Furthermore, I remember thinking to myself that there were far more interesting things to have and eat that took far less effort on the cook's part. I then suddenly remembering myself going for the hummus at every party I'd been to since then, and then being able to brag that I knew how to make it from scratch. The usual response was: "You mean to tell me you can make hummus?"

"Well, sure. You can make anything."

"It doesn't have to come from the store? Or the factory?"

"What...factory was in the town in the Middle east that first invented it?"

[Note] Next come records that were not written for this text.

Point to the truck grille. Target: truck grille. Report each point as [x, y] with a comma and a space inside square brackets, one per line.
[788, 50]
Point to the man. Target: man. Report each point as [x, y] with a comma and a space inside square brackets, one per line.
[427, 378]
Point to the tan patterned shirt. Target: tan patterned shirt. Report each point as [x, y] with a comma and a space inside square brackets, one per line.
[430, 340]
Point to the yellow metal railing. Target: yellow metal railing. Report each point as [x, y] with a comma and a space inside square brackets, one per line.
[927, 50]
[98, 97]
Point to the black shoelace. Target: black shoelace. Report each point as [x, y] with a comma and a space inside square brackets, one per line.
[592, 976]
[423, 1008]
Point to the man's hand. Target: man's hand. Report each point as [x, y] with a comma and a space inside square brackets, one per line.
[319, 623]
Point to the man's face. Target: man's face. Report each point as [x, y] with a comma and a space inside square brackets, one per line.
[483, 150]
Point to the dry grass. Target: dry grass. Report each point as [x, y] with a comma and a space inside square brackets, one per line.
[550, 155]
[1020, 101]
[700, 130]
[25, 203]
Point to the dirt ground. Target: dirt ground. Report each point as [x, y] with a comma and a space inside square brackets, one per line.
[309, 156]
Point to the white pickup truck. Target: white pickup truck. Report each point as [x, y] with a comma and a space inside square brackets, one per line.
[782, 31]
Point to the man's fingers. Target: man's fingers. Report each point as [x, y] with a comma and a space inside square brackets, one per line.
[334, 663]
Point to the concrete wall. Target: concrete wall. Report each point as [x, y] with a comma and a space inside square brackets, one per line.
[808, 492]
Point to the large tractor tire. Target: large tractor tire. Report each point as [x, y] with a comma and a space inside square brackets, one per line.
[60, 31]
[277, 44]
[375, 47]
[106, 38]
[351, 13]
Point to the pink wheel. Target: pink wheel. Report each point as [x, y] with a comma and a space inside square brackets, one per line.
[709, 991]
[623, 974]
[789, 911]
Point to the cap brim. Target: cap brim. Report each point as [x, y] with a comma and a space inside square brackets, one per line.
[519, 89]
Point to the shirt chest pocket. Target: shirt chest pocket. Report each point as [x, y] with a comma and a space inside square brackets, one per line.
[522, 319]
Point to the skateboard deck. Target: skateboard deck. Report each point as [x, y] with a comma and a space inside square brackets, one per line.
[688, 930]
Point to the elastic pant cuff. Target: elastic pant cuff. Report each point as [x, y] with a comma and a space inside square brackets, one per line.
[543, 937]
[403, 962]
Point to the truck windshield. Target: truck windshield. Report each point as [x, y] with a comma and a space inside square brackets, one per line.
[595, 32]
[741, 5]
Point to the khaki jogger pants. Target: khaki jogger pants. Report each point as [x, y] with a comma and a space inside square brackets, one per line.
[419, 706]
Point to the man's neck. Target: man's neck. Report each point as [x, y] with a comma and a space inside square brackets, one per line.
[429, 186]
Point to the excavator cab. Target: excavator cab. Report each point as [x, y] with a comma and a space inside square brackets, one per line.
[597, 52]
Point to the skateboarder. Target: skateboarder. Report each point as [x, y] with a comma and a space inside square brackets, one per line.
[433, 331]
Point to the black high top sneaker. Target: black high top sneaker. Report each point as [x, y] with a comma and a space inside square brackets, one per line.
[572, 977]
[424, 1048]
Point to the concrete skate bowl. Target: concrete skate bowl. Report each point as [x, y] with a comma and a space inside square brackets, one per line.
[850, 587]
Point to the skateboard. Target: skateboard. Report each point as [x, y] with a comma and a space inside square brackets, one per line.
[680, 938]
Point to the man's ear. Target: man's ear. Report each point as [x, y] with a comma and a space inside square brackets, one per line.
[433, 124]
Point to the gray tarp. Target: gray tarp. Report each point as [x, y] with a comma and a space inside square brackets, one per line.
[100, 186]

I loved those little interactions of getting to be a combination of smug and stinky, especially when I was at a party I didn't especially want to be at, surrounded by people I had no business liking or interacting with. I'm much less cynical and clammed up than I used to be, and I'd like to think that I am able to have a conversation with anyone nowadays regardless of their background. My own version of maturity is being able to go into a room that I don't necessarily want to be in, full of people I don't necessarily want to know, and be able to find and make a friend, or - at very least - not make some other stranger's night more unpleasant than it would have otherwise been having not met me. You could say that I've grown, just like my liking of hummus. I daresay I'm addicted to the stuff now. 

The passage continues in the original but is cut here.